Au Brésil, la césarienne, nécessaire ou pas, mais si rapide et rentable, est le mode d’accouchement classique. Les femmes redoutent souvent l’accouchement naturel pris en charge par des médecins qui n’y sont pas formés, dans un contexte hospitalier où domine souvent l’intervention médicale au détriment de l’accompagnement humain. Les hôpitaux publics eux-mêmes manquent de matériel et de personnel. Ils sont aussi trop peu nombreux, particulièrement pour les femmes des favelas sud de São Paulo, obligées d’aller d’un hôpital à un autre pour accoucher. Cette situation n’est pas sans conséquences : non seulement on déplore un taux de mortalité maternelle élevé, mais la violence obstétricale peut porter atteinte à l’estime de soi, au lien mère-enfant et à l’allaitement. Elle favorise la négligence envers le bébé, les conflits entre partenaires et fragilise les structures familiales…

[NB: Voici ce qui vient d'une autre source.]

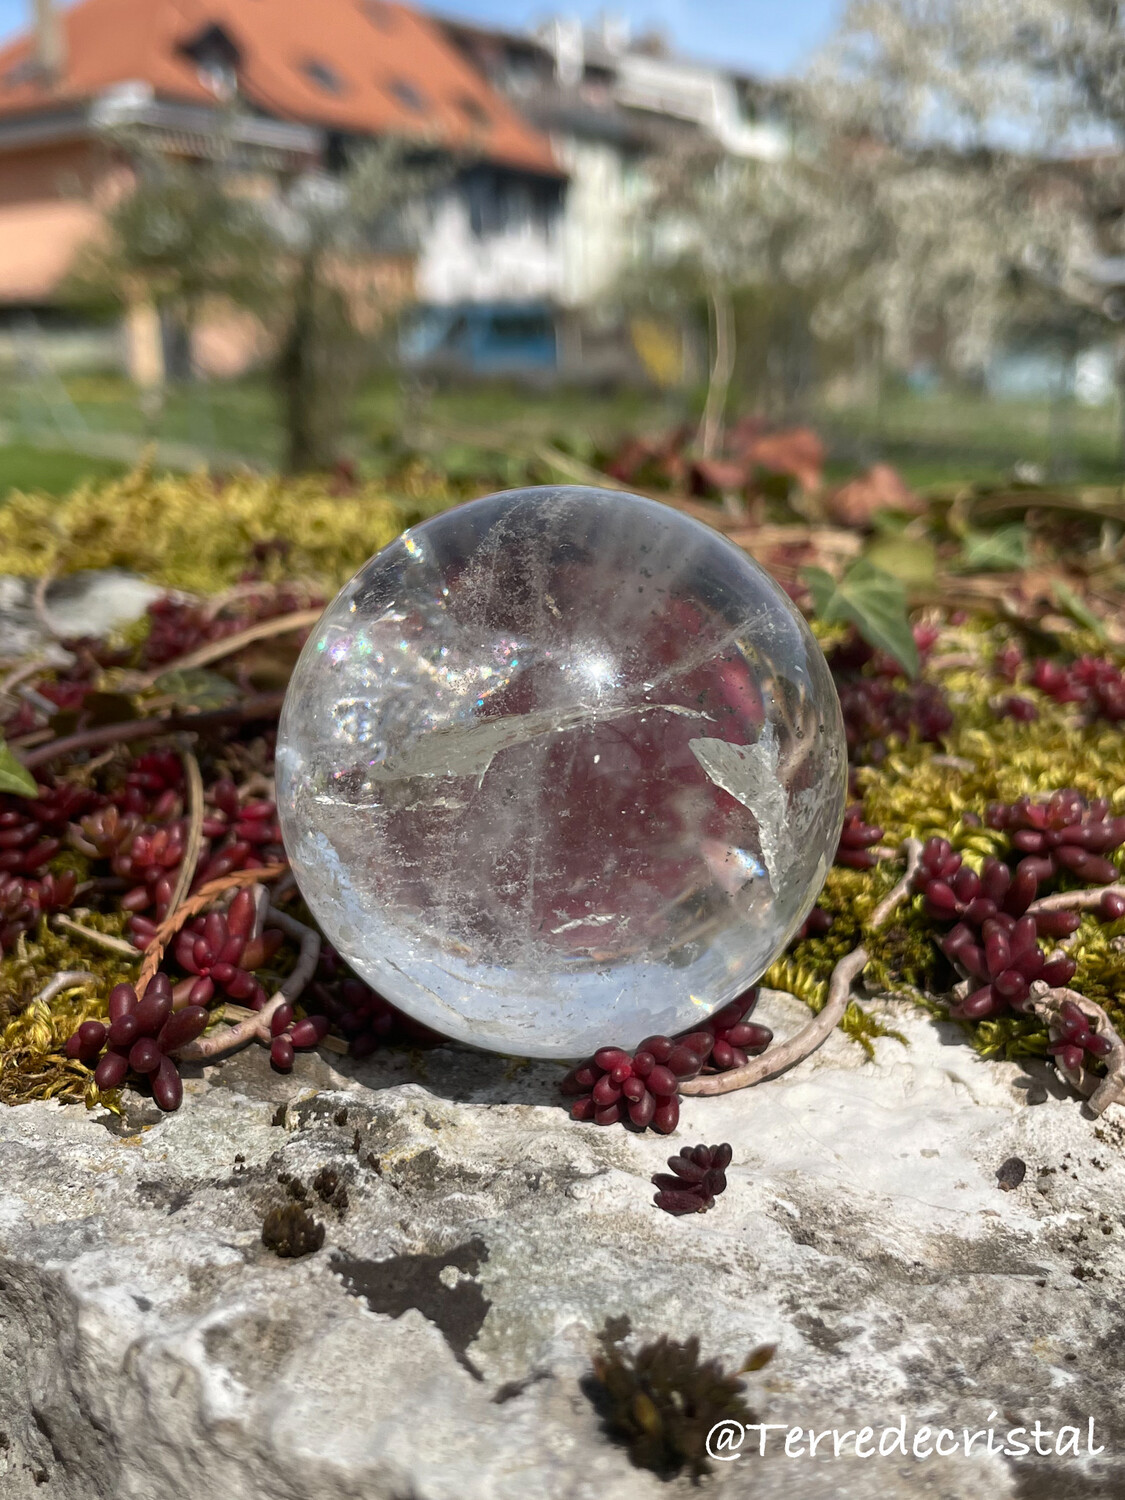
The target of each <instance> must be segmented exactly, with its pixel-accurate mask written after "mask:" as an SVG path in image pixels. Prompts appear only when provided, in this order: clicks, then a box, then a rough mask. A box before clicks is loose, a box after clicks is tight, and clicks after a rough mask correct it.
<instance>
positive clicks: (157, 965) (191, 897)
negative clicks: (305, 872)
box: [136, 864, 288, 999]
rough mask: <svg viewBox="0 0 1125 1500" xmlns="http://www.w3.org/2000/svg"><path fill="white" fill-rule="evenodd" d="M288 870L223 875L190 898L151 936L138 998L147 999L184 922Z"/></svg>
mask: <svg viewBox="0 0 1125 1500" xmlns="http://www.w3.org/2000/svg"><path fill="white" fill-rule="evenodd" d="M287 870H288V865H287V864H270V865H266V867H264V868H263V870H233V871H231V874H223V876H222V877H220V879H217V880H208V882H207V885H202V886H199V889H198V891H196V892H195V895H190V897H189V898H187V900H186V901H184V903H183V904H181V906H178V907H177V909H174V910H171V912H169V913H168V915H166V916H165V919H163V921H162V922H160V926H159V927H157V929H156V932H154V933H153V936H151V942H150V944H148V947H147V948H145V950H144V963H142V965H141V972H139V974H138V975H136V998H138V999H142V998H144V992H145V987H147V984H148V981H150V980H151V977H153V975H154V974H156V971H157V969H159V968H160V960H162V959H163V950H165V948H166V947H168V944H169V942H171V941H172V938H174V936H175V935H177V933H178V930H180V929H181V927H183V924H184V922H187V921H190V919H192V916H198V915H199V912H202V910H205V909H207V907H208V906H210V904H211V901H216V900H217V898H219V897H220V895H225V894H226V891H239V889H242V888H243V885H257V883H258V882H260V880H261V882H263V883H264V882H266V880H276V879H278V876H279V874H284V873H285V871H287ZM279 926H281V924H279Z"/></svg>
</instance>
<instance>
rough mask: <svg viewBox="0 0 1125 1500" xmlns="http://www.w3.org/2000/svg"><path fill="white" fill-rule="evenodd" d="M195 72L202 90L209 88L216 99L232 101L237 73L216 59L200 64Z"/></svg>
mask: <svg viewBox="0 0 1125 1500" xmlns="http://www.w3.org/2000/svg"><path fill="white" fill-rule="evenodd" d="M196 72H198V77H199V83H201V84H202V86H204V89H210V92H211V93H213V95H214V98H216V99H233V98H234V95H236V93H237V90H239V75H237V72H236V71H234V68H231V65H229V63H225V62H222V60H219V58H217V57H214V58H210V57H208V58H207V60H204V62H201V63H199V66H198V69H196Z"/></svg>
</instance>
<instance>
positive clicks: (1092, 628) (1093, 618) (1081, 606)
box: [1052, 577, 1106, 640]
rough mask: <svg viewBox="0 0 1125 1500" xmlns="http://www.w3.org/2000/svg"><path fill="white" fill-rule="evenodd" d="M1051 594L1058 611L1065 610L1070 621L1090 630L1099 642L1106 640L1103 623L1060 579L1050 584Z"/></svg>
mask: <svg viewBox="0 0 1125 1500" xmlns="http://www.w3.org/2000/svg"><path fill="white" fill-rule="evenodd" d="M1052 592H1053V594H1055V598H1056V600H1058V603H1059V609H1065V610H1067V613H1068V615H1070V616H1071V618H1073V619H1077V621H1079V624H1080V625H1085V627H1086V630H1092V631H1094V634H1095V636H1097V637H1098V639H1100V640H1104V639H1106V625H1104V622H1103V621H1101V619H1098V616H1097V615H1095V613H1094V610H1092V609H1091V607H1089V606H1088V604H1086V603H1085V600H1082V598H1079V595H1077V594H1076V592H1074V589H1073V588H1071V586H1070V585H1068V583H1064V582H1062V579H1059V577H1056V579H1055V582H1053V583H1052Z"/></svg>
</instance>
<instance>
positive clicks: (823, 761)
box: [278, 486, 846, 1058]
mask: <svg viewBox="0 0 1125 1500" xmlns="http://www.w3.org/2000/svg"><path fill="white" fill-rule="evenodd" d="M844 792H846V750H844V736H843V723H841V717H840V705H838V700H837V696H835V688H834V685H832V679H831V676H829V672H828V666H826V663H825V658H823V655H822V654H820V649H819V646H817V645H816V642H814V639H813V636H811V634H810V631H808V627H807V625H805V622H804V619H802V618H801V615H799V613H798V612H796V609H795V607H793V606H792V604H790V601H789V598H787V597H786V595H784V594H783V591H781V589H780V588H778V586H777V583H774V582H772V579H771V577H769V576H768V574H766V573H765V571H763V570H762V568H760V567H759V565H757V564H756V562H754V561H751V558H748V556H747V555H745V553H744V552H742V550H739V549H738V547H735V546H733V544H732V543H730V541H727V540H726V538H724V537H721V535H718V534H717V532H715V531H712V529H711V528H709V526H706V525H703V523H702V522H699V520H693V519H690V517H688V516H685V514H682V513H681V511H678V510H673V508H672V507H670V505H663V504H660V502H657V501H651V499H643V498H640V496H637V495H627V493H619V492H610V490H603V489H585V487H556V486H549V487H535V489H516V490H508V492H505V493H499V495H489V496H486V498H484V499H475V501H471V502H469V504H465V505H459V507H456V508H455V510H449V511H444V513H443V514H438V516H435V517H434V519H431V520H426V522H423V523H422V525H419V526H414V528H411V529H410V531H407V532H404V535H402V537H399V540H398V541H393V543H392V544H390V546H389V547H386V549H384V550H383V552H380V553H378V556H375V558H372V559H371V561H369V562H366V564H365V565H363V567H362V568H360V571H359V573H357V574H356V576H354V577H353V580H351V582H350V583H348V585H347V586H345V588H344V589H341V592H339V594H338V595H336V598H335V600H333V601H332V604H329V607H327V609H326V610H324V615H323V616H321V619H320V624H318V625H317V628H315V630H314V631H312V634H311V636H309V639H308V642H306V645H305V649H303V651H302V655H300V660H299V663H297V667H296V670H294V673H293V678H291V682H290V688H288V693H287V697H285V706H284V709H282V715H281V732H279V741H278V801H279V808H281V823H282V831H284V837H285V846H287V849H288V852H290V858H291V861H293V868H294V873H296V877H297V882H299V885H300V889H302V894H303V895H305V900H306V901H308V904H309V907H311V909H312V912H314V913H315V916H317V921H318V922H320V924H321V927H323V930H324V933H326V936H327V939H329V941H330V942H332V944H333V945H335V948H336V950H338V951H339V953H341V956H342V957H344V959H345V960H347V962H348V963H350V965H351V966H353V968H354V969H356V972H357V974H360V975H362V977H363V978H365V980H366V981H368V983H369V984H371V986H372V987H374V989H377V990H378V992H380V993H381V995H384V996H386V998H387V999H390V1001H392V1002H393V1004H395V1005H398V1007H401V1010H404V1011H405V1013H407V1014H410V1016H411V1017H414V1019H416V1020H419V1022H423V1023H425V1025H426V1026H431V1028H434V1029H435V1031H437V1032H441V1034H443V1035H446V1037H450V1038H456V1040H459V1041H463V1043H469V1044H472V1046H477V1047H483V1049H487V1050H493V1052H504V1053H511V1055H519V1056H531V1058H579V1056H583V1055H586V1053H589V1052H592V1050H594V1049H595V1047H600V1046H606V1044H610V1043H615V1044H618V1046H625V1047H633V1046H636V1044H637V1043H639V1041H640V1040H642V1038H643V1037H646V1035H651V1034H654V1032H660V1034H667V1035H673V1034H676V1032H682V1031H687V1029H691V1028H694V1026H696V1025H697V1023H700V1022H702V1020H705V1019H706V1017H708V1016H709V1014H711V1013H712V1011H714V1010H717V1008H718V1007H721V1005H726V1004H727V1002H729V1001H732V999H733V998H735V996H738V995H739V993H741V992H742V990H745V989H747V987H748V986H750V984H753V983H754V980H757V978H759V977H760V975H762V974H763V971H765V969H766V968H768V966H769V963H771V962H772V960H774V959H775V957H777V956H778V954H780V953H781V950H783V948H784V947H786V944H787V942H789V941H790V938H792V936H793V933H795V932H796V930H798V927H799V926H801V922H802V921H804V918H805V916H807V913H808V909H810V907H811V904H813V901H814V900H816V894H817V891H819V889H820V885H822V882H823V876H825V873H826V870H828V865H829V862H831V859H832V855H834V850H835V844H837V838H838V834H840V825H841V817H843V805H844Z"/></svg>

Dans les années 1980, une sage-femme venue d’Allemagne, Angela Gehrke da Silva, rejoint la communauté de Monte Azul, une association communautaire d’inspiration anthroposophique organisant des soins de santé et d’éducation au sud de São Paulo. Touchée par la situation des femmes qui ne trouvent pas de soins adéquats, Angela Gehrke propose des suivis de grossesse, d’accouchement et de post-partum dans le cadre de la clinique ambulatoire médico-thérapeutique de l’association. La nouvelle se répand vite et cette offre de soins humains attire de plus en plus de personnes, traversant la ville, atteignant les quartiers riches, d’où viennent même des femmes pour accoucher dans la favela.
Angela Gehrke cherche aussi à renforcer l’autonomie des femmes, à les rendre protagonistes de cet événement et de leur vie, à éveiller dans les familles le respect du miracle de la naissance. En presque 15 ans et jusqu’à son décès en 2000, elle a accompagné plus de 1 500 accouchements avec un très faible taux d’intervention médicale et aucun décès maternel ou néonatal. Elle a aussi participé à de nombreux mouvements et réseaux pour favoriser l’humanisation de l’accouchement, et est devenue une référence au Brésil, invitée à des séminaires dans de grands hôpitaux.
En 2003, sur la base de ce travail réalisé par Angela Gehrke, l’association de Monte Azul développe un projet de maison de naissance, en partenariat avec le Secrétariat municipal de la santé. C’est la naissance de la Casa Angela. Lorsqu’elle est inaugurée en 2009, elle propose une clinique prénatale et de soins aux enfants, ainsi qu’une clinique d’allaitement. Ses activités sont dores et déjà très diverses : services de consultation et de visite à domicile pour le suivi prénatal et postnatal, station de collecte de lait maternel, groupes de soutiens, cours et ateliers pour femmes enceintes et parents, conseils en planning familial, activités d’éducation sexuelle pour adolescents de la communauté… En 2012, le centre de naissance vient compléter l’offre de la Casa Angela. Il est ouvert 24h/24 et accueille tant des personnes bénéficiant du système de santé publique (SUS) que des patients privés.
Aujourd’hui, la Casa Angela est une référence nationale en sa qualité de centre pour l’accouchement naturel et un lieu d’enseignement pour les sages-femmes – permettant un renouveau de la profession qui avait été supprimée dans les années 1980. Prenant cet exemple, plusieurs villes ou États ont adopté des lois contre les violences obstétricales. De nouvelles maisons de naissance s’ouvrent ou se construisent.